Chez les nourrissons (<2 ans), les effets secondaires les plus fréquents sont : érythème, sensibilité au site d’injection, irritabilité et fièvre.
Les réactions locales et systémiques (température) sont également majorées si le vaccin 4CMenB est administré avec les vaccins de routine.
L’administration prophylactique d’une dose de paracétamol lors de la vaccination et de 2 doses ultérieures à 4-6 h d’intervalle permet de diminuer significativement l’incidence de la fièvre et des réactions locales dans les 7 jours qui suivent la vaccination.

Des effets secondaires peu fréquents (1/100 à 1/1.000) sont les convulsions, l’éczéma, l’urticaire, la fièvre ( >40 °C) et rarement (1/1.000 à 1/10.000), la maladie de Kawasaki.
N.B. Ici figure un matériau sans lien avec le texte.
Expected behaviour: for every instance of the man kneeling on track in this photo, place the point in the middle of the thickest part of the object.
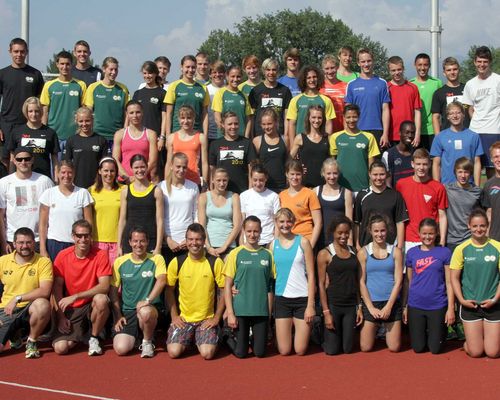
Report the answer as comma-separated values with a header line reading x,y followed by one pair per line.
x,y
188,285
141,277
27,281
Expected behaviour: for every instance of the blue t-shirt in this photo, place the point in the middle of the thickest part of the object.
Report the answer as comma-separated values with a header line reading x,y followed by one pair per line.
x,y
291,83
428,285
369,95
450,146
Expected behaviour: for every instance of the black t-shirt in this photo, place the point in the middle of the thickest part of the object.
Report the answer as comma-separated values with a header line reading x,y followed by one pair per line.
x,y
234,156
444,96
85,152
42,141
262,97
389,203
89,75
152,105
16,85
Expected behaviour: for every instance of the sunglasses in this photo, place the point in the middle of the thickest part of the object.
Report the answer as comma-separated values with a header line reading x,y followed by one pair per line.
x,y
82,235
21,159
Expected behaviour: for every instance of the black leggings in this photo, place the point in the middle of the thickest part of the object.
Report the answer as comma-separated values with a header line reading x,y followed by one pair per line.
x,y
427,329
341,338
259,327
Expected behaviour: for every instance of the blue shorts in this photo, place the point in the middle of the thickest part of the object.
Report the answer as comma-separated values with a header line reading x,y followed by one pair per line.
x,y
487,139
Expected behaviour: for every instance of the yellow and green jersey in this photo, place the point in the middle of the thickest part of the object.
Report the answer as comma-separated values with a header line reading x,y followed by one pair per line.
x,y
63,99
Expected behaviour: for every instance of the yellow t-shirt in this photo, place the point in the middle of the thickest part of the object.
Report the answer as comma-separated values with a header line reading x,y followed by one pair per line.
x,y
21,279
106,214
196,286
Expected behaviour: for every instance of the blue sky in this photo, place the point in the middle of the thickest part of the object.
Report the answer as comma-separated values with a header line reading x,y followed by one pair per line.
x,y
135,31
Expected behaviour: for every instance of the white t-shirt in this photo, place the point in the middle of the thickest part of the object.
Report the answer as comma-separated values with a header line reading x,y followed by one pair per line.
x,y
64,211
19,197
180,209
262,205
484,96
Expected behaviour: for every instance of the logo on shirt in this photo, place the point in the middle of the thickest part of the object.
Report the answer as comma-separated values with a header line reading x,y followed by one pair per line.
x,y
424,263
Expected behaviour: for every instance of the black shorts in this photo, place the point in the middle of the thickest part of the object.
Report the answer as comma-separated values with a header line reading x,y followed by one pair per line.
x,y
287,307
491,314
9,324
395,315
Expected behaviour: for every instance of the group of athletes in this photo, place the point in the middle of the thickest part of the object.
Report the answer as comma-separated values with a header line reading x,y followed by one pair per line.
x,y
306,207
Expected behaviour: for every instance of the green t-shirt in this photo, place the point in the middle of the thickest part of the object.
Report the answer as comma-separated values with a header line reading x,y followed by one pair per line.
x,y
347,78
426,90
253,273
352,152
63,99
137,279
227,100
480,269
180,93
297,109
108,103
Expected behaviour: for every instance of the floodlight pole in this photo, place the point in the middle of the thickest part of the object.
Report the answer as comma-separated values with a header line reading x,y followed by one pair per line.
x,y
435,29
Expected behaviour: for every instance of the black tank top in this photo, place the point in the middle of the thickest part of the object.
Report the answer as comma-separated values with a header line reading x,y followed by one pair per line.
x,y
312,156
343,278
330,208
274,157
141,211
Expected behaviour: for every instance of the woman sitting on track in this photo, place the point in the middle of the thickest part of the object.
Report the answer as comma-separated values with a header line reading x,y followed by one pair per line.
x,y
295,286
430,304
338,265
380,285
250,268
475,278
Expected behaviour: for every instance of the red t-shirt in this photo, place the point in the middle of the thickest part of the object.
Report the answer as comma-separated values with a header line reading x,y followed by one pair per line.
x,y
336,93
423,200
405,99
81,274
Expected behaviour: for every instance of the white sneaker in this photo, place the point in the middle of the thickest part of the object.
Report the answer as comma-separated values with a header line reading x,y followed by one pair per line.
x,y
94,347
147,349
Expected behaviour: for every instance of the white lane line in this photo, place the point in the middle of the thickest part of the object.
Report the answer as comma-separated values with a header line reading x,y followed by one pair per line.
x,y
88,396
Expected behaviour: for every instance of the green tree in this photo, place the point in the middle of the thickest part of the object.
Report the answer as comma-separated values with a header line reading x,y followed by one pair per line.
x,y
52,67
467,68
270,35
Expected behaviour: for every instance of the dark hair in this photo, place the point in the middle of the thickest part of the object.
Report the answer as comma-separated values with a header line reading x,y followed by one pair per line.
x,y
252,218
307,123
377,164
152,68
163,60
138,157
302,79
66,55
98,185
483,52
428,222
352,107
81,223
425,56
24,231
337,220
478,212
197,228
18,41
405,123
138,229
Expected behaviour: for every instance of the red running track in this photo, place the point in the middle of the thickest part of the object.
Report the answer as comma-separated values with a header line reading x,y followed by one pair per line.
x,y
376,375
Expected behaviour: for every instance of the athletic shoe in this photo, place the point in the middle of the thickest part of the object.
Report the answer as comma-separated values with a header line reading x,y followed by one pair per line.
x,y
147,349
32,350
94,347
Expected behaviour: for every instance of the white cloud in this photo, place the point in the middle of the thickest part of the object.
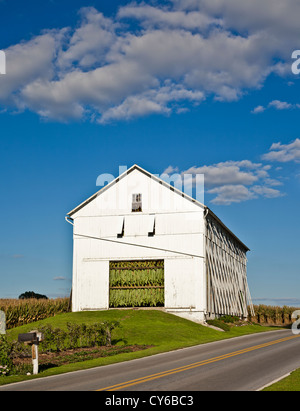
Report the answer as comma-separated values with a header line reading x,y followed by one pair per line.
x,y
258,109
233,181
277,104
229,194
173,56
284,152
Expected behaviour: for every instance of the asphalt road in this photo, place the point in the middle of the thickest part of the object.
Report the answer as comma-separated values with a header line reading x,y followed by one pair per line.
x,y
240,364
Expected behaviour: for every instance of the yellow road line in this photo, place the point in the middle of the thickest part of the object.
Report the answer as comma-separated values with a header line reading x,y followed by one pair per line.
x,y
193,365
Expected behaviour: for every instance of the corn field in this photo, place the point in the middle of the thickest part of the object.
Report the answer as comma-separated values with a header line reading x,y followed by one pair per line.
x,y
273,315
20,312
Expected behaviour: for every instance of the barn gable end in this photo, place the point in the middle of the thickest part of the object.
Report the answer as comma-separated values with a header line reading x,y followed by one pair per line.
x,y
136,221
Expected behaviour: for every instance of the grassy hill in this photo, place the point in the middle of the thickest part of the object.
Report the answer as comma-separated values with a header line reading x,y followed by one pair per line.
x,y
158,329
Chez les adolescents, les principaux effets secondaires sont les céphalées (42% vs 27% placebo), les myalgies, les malaises (51% vs 30%), la douleur à l’endroit d’injection, mais il n’y a pas plus de réaction fébrile que pour le placebo.

Référence
Vaccination de l’enfant, de l’adolescent et des personnes à risque contre le méningocoque du groupe B. Avis du Conseil supérieur de la santé n° 9125. Mars 2017.